Public affairs offices increasingly require that reporters conduct all interviews through the press office. U.S. departments and agencies often mandate that their employees only talk to reporters through official channels and with communications staff present. In that same vein, former U.S. officials say that federal personnel seeking to obtain or renew security clearances are sometimes asked if they have had unauthorized contact with a reporter -- a signal to federal workers, especially in the national security field, that talking with journalists is not acceptable.
Such restrictions have increasingly become the rule in federal agencies, but they were not in place so widely a few decades ago. Many reporters do not protest the practices, because they have never known another way.
On the other side of the issue, public affairs professionals believe these controls are necessary to ensure that the press gets accurate information and the department or agency’s message is unified and coherent.

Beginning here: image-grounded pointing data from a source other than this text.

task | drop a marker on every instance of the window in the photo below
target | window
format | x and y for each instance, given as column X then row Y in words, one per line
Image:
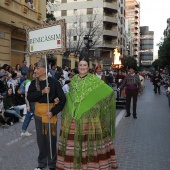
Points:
column 89, row 24
column 63, row 13
column 89, row 10
column 75, row 11
column 74, row 38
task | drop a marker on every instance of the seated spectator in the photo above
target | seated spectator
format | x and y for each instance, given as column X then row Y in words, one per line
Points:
column 66, row 86
column 62, row 80
column 30, row 105
column 13, row 82
column 9, row 105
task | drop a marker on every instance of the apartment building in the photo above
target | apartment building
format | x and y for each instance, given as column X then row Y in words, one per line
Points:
column 133, row 15
column 15, row 17
column 121, row 27
column 110, row 14
column 146, row 46
column 167, row 30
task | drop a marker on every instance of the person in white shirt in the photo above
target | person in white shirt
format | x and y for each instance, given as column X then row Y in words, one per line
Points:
column 168, row 93
column 66, row 87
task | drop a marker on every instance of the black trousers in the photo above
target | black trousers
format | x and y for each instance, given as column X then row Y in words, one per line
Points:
column 157, row 89
column 129, row 94
column 10, row 118
column 43, row 142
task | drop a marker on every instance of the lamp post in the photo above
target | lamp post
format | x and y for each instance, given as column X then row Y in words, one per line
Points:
column 88, row 43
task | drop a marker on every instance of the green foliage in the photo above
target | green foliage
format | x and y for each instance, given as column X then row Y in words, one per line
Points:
column 158, row 64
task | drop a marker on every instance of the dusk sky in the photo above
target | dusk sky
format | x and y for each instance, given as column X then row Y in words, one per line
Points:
column 155, row 14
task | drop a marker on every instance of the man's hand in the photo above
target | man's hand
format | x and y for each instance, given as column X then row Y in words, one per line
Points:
column 49, row 114
column 56, row 100
column 46, row 90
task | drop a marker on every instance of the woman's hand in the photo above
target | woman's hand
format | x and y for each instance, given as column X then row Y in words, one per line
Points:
column 56, row 100
column 49, row 114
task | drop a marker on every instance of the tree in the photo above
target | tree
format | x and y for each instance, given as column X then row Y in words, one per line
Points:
column 157, row 64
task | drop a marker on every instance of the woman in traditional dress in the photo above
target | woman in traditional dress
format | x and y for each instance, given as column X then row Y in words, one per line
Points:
column 88, row 124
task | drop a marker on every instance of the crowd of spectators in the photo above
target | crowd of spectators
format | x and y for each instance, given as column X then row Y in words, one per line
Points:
column 14, row 81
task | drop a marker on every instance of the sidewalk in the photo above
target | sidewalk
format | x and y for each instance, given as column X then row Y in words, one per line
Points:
column 144, row 143
column 141, row 144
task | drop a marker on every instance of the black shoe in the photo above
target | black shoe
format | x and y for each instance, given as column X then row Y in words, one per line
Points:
column 135, row 117
column 127, row 115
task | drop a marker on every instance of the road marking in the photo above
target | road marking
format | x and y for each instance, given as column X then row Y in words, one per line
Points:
column 119, row 117
column 14, row 141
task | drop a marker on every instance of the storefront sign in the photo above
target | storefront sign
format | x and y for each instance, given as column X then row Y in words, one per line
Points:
column 46, row 39
column 2, row 35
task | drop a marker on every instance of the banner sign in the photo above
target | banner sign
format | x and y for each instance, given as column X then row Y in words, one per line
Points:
column 47, row 39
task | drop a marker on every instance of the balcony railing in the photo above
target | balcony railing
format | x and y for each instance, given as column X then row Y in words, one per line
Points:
column 18, row 11
column 110, row 19
column 112, row 5
column 112, row 33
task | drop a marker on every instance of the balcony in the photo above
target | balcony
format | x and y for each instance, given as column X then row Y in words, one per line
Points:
column 19, row 14
column 112, row 5
column 109, row 44
column 110, row 19
column 112, row 33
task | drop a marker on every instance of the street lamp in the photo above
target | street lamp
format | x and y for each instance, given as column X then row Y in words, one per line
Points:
column 118, row 66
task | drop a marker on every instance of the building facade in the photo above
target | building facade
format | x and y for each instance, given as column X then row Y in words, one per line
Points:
column 133, row 15
column 146, row 46
column 15, row 17
column 167, row 30
column 84, row 15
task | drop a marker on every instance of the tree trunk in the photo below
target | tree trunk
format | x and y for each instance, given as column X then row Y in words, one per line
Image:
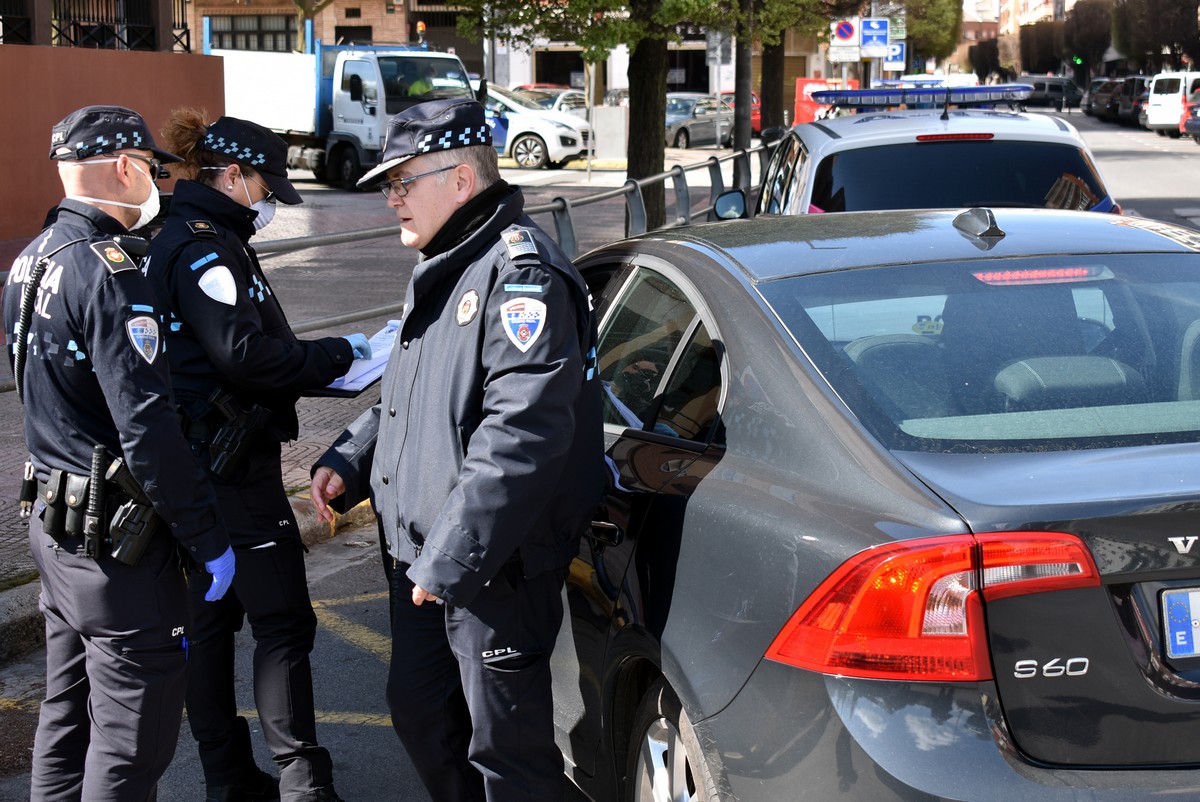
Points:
column 742, row 84
column 772, row 95
column 647, row 121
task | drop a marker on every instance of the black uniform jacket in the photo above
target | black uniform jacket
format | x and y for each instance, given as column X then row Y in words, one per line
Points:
column 487, row 442
column 226, row 328
column 95, row 372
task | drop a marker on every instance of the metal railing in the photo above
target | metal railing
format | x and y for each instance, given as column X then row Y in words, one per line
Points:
column 562, row 209
column 129, row 25
column 16, row 27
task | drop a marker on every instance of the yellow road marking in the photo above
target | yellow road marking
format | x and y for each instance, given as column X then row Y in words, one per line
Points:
column 355, row 634
column 18, row 705
column 334, row 717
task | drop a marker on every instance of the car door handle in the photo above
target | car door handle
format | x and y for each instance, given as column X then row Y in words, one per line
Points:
column 606, row 533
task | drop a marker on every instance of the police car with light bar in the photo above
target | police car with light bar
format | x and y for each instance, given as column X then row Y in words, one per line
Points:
column 931, row 148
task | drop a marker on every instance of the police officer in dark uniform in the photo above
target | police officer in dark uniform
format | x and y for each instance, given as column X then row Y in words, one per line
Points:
column 238, row 370
column 484, row 460
column 119, row 501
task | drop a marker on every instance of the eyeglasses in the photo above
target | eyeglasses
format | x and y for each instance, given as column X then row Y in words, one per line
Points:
column 156, row 168
column 400, row 185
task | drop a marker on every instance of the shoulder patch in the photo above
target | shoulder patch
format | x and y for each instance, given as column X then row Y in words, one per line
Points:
column 219, row 285
column 202, row 228
column 523, row 321
column 520, row 243
column 468, row 307
column 143, row 330
column 113, row 256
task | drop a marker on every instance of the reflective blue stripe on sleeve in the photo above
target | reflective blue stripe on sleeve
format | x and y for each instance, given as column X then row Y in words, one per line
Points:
column 199, row 263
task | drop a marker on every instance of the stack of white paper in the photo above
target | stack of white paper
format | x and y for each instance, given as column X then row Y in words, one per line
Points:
column 364, row 372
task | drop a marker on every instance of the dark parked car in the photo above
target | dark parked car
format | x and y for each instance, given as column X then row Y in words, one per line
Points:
column 1089, row 102
column 1132, row 89
column 1139, row 106
column 1104, row 107
column 903, row 506
column 1189, row 124
column 1054, row 91
column 921, row 160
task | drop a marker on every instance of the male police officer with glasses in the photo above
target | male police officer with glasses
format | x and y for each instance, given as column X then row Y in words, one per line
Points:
column 119, row 498
column 484, row 459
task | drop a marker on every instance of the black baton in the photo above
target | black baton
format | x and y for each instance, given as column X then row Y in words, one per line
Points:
column 93, row 526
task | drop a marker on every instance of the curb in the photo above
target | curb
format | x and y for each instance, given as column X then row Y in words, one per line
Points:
column 22, row 627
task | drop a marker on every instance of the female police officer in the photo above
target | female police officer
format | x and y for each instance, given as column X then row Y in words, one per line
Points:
column 238, row 369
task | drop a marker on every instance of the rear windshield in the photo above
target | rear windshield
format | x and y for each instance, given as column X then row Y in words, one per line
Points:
column 1008, row 355
column 1165, row 87
column 969, row 173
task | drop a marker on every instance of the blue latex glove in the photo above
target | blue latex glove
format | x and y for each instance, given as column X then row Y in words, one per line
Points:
column 222, row 569
column 359, row 345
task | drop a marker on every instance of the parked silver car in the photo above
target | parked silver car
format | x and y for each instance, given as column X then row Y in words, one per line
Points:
column 696, row 119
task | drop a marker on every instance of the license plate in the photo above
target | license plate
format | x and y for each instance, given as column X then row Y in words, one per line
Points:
column 1181, row 611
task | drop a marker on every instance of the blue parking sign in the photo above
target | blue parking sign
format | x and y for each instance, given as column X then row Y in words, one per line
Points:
column 874, row 34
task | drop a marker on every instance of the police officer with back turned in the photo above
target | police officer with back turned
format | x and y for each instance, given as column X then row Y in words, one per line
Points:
column 120, row 508
column 238, row 370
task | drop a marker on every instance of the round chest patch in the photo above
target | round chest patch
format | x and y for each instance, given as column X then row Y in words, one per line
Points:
column 468, row 307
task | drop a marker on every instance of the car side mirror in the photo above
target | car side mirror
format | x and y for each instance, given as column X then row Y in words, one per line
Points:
column 730, row 205
column 772, row 135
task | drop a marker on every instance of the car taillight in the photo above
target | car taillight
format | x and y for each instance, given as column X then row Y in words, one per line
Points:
column 912, row 610
column 949, row 137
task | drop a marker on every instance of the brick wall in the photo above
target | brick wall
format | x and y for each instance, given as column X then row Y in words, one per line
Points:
column 43, row 84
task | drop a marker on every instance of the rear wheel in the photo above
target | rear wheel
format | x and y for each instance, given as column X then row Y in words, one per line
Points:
column 529, row 151
column 665, row 761
column 346, row 171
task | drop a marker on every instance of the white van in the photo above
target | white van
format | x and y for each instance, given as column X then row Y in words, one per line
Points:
column 1168, row 91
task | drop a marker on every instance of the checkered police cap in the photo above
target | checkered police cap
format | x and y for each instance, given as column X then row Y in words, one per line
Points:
column 430, row 127
column 95, row 130
column 252, row 145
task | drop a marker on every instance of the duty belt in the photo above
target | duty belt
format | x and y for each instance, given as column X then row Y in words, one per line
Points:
column 107, row 509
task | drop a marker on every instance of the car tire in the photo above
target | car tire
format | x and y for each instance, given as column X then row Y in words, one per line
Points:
column 665, row 760
column 529, row 151
column 346, row 171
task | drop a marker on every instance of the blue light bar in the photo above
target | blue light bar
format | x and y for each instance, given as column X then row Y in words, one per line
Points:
column 910, row 95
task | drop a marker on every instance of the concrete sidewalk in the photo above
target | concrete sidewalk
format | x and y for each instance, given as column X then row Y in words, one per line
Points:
column 364, row 275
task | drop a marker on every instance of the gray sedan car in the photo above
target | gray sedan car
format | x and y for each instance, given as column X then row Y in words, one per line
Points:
column 695, row 119
column 903, row 506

The panel will be moderated by John M. Donnelly, chairman of the NPC Press Freedom Committee and a senior writer with CQ Roll Call. and the group includes:
Tony Fratto-- managing partner at Hamilton Place Strategies, a strategic communications and crisis management consultancy; an on-air contributor on the CNBC Business News Network; formerly deputy assistant to President George W. Bush and principal deputy press secretary
John Verrico--president-elect of the National Association of Government Communicators
Linda Petersen-- managing editor, The Valley Journals of Salt Lake; freedom of information chair for the Society of Professional Journalists; and president of the Utah Foundation for Open Government
Carolyn Carlson - former AP reporter; assistant professor of communication at Kennesaw State University near Atlanta; and author of two surveys on the relationship between public affairs staff and the press
Kathryn Foxhall – a freelance reporter who has extensively researched the issue
The National Press Club Press Freedom Committee leads Club efforts to speak out about potential threats to press freedom and open government in the United States and abroad and to promote greater transparency and protections for journalists.
The Club is the world's leading professional organization for journalists. Founded in 1908, it comprises some 3,000 reporters and news sources.